By the time I left Babe's, it was snowing pretty hard. I never much paid attention to weather forecasts. Who gives a shit if it's cold when the cold doesn't cause you discomfort? I'd lost my parka and sweater back at the whorehouse, so there I was, strolling along in my black Radiohead T-shirt. Loved that shirt. It read Kicking Squealing Gucci Little Piggy, which I'd always thought summed up an awful lot about the world. Had it until a few years back, when I lost it in a fight with . . . but that's another story for another time. If anyone I passed thought twice about the girl out in a snowstorm in nothing but a T-shirt and jeans, they were wise enough to keep it to themselves. Good little piggies. Mind your own damn business, you live longer. Or not. Sort of a crapshoot, that.

I headed over to Eastside Market and bought a few 3 Musketeers bars, 'cause Aloysius had always loved that shit with the passion of the white hot sun. Don't ask me why. It's a troll thing, I suppose. I also stopped in a liquor store and picked up a pint of Jacquin's ginger-flavored brandy . . . another of Aloysius' fave indulgences. I'd have completed the set with a stack of porno mags, but I didn't feel like trekking to a convenience store or a newsstand. I had in mind I'd set the crap up like one of those shrines you see by the side of the road, where someone's died in a car crash or a drive-by shooting. It was odd. Truthfully, I'd done a good job of not thinking about Aloysius over the past six months.

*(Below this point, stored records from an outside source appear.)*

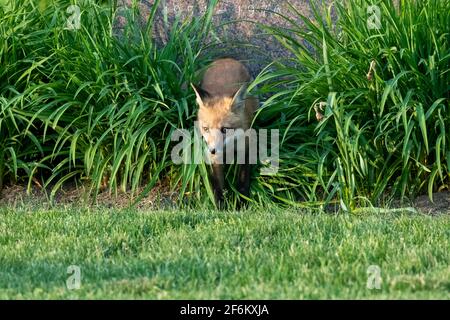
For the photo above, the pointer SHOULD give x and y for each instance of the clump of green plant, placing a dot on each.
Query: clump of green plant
(376, 76)
(96, 104)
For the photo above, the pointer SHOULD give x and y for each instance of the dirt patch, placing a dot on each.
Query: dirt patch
(160, 197)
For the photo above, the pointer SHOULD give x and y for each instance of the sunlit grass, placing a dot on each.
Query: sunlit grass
(261, 254)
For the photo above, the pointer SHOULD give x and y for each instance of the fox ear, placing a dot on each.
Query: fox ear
(239, 97)
(200, 94)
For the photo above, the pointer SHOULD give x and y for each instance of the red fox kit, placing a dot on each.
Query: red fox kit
(223, 105)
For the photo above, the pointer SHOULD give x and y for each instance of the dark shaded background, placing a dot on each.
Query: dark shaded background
(243, 40)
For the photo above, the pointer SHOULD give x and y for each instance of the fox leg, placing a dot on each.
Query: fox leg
(217, 179)
(243, 185)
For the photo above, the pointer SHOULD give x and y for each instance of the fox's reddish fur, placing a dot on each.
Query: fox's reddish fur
(223, 104)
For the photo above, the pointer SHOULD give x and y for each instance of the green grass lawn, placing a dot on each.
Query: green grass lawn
(249, 255)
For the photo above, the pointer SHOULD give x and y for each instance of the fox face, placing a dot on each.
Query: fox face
(219, 117)
(224, 113)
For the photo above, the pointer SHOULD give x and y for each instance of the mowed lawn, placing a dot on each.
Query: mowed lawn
(272, 254)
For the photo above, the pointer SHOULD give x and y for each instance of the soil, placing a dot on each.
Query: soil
(159, 198)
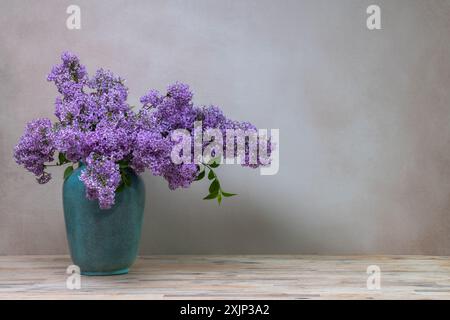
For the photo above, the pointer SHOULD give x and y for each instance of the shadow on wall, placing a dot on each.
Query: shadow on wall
(241, 225)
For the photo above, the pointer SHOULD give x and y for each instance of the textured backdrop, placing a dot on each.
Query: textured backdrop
(364, 119)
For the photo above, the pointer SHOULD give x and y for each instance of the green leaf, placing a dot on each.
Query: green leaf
(120, 187)
(68, 172)
(214, 187)
(200, 176)
(226, 194)
(62, 158)
(211, 196)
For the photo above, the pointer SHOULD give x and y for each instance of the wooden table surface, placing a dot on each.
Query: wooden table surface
(233, 277)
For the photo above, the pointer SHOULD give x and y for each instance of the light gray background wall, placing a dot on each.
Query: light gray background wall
(363, 116)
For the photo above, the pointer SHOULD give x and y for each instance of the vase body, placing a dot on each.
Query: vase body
(103, 241)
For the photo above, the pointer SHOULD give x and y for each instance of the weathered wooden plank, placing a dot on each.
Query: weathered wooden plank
(233, 277)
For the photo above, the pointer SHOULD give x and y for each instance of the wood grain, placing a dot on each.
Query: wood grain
(233, 277)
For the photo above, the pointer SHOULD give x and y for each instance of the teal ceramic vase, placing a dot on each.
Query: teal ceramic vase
(103, 242)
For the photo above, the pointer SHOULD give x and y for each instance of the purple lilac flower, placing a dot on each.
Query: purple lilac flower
(101, 179)
(97, 127)
(35, 148)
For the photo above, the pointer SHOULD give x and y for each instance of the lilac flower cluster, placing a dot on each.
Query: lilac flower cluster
(97, 127)
(35, 148)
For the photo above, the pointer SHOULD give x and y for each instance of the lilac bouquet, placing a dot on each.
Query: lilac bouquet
(97, 127)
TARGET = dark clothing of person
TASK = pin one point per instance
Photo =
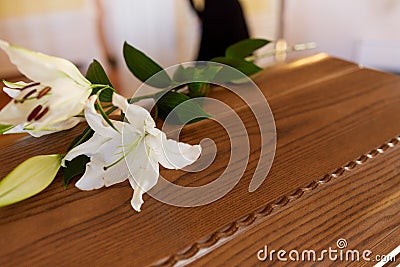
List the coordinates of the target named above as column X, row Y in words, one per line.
column 223, row 24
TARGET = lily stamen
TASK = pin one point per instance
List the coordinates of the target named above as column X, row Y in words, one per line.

No use crying over goddamn spilled milk. But that night, well . . . spilled milk suddenly seemed awfully important.                       
       
           



       

I went down to the overpass, my offerings in a brown paper bag. Not much of the snow was blowing into that sheltered place, and I sat awhile staring out at the orange sky over Providence. Then I opened the bag and lined the candy bars up along the top edge of a guardrail. I put the bottle of brandy in a scrubby brown patch of grass beneath them. Then I sat down on the frozen dirt and gravel and just stared into the shadows.